凄く失礼な事ではありますが、彼女たちと話をしていると、この忘却は「興味のない事は忘れる技術」どころの問題ではなく、無自覚にも加齢による失われつつある能力に他ならないような気もするのです。
あな恐ろしや。
それは同じように私に迫って来る恐怖。
いや、既に・・・・。
だけど歳を取って失っていくものの補う事が出来るものは補えばいいのです。歯を失ったら入れ歯にして、老眼になりクリアな視界を失ったらシニアグラスをかけて、聴力には補聴器の力を借りて、そして杖をつき・・・・(ああ・・)
そして記憶の喪失にはメモと記録。
と言うわけで、またも長い前置きになりましたが、「おんな城主直虎」の話です。
このお話、毎回ジンワリとした涙を友にして見ていました。
こんな感想を書くのは私ぐらいなものだと思うのですが、直虎が城主をやめて百姓として土を耕す生活を選んだ時、私は本当に脳内で「天空の城ラピュタ」の前日譚の様な気持ちになりましたよ。
そしてあのジブリの映画が、もっと好きになりました。
戦いの選択をやめて、土と共に生きる道を選ぶー。
それは口で言うほどの簡単なものではなかったのですよね。
良く戦国時代をテーマにしたドラマなどは、すぐに「この戦国の世を終わらせるために・・」とか言うじゃないですか。私、あれ、いつも一番のフィクッション部分だなと感じています。言うなれば一番の戦国ドラマの嘘部分。いや、真実は分かりませんよ。本当は本当にそのような事を考えて、敵の一族郎党を皆殺しにしていたのかも知れません・・・なんちゃって。

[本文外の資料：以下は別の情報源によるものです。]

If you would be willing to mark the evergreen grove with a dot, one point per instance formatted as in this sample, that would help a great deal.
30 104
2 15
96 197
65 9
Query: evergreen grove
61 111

私が思うには、生まれた時から戦国の世しか知らなかったら、戦国じゃない世界をそうそうは想像なんかできないと思います。それが簡単に言葉になって出てくるのはかなり難しい事だと思います。
だけどこの物語は、自分たちの弱小の国を守るために、不戦の道を画策し努力するのですよね。逃げるために知恵を使いまくると言うか。最初は守るためでも、戦のない世界を思いめぐらす土壌が育っていっているような気がして、ラストに直虎が戦嫌いの家康に肩入れしようと思う事に説得力を感じました。
話題になっったサブタイトルは、面白い発想で楽しめましたね。
前にも書いたことですが、「綿毛の案」には本当に笑わせてもらいました。
そしていつか「風と共に去りぬ」の番が来ると思っていました。私の予想では政次の最後の時。でもそれは見事に外れて彼の壮絶な最後の時は、「嫌われ政次の一生」って、もう素晴らし過ぎましたよね。
で、それは龍雲丸との別れの時に使われたのです。「井伊を共に去りぬ」
そうだわ。それで良いんだわ~、って思いましたよ。だって元ネタの方の物語を思ったら、二人は不仲ではないですが、どちらかと言うと龍雲丸の野性的な男っぽさはレッドバトラーに近かったかもしれませんから。
村は焼かれてしまいました。でもあの村を焼くシーンはシナリオが出来る前に、きっと書いてくれると信じて、先に焼いてしまったのですってね。だったらってちょっと思ってしまったのは、それなら直虎にその村の中を走らせて・・って、先に撮影してたから無理だったのかな・・・。
またその村壊滅時の村人たちの物わかりの良さも、良すぎでしょうと思いました。やっぱり直虎にはちょっと戦の無常さを出して、土塊を握りしめて天に向かって手を差し出して欲しかったかもしれません。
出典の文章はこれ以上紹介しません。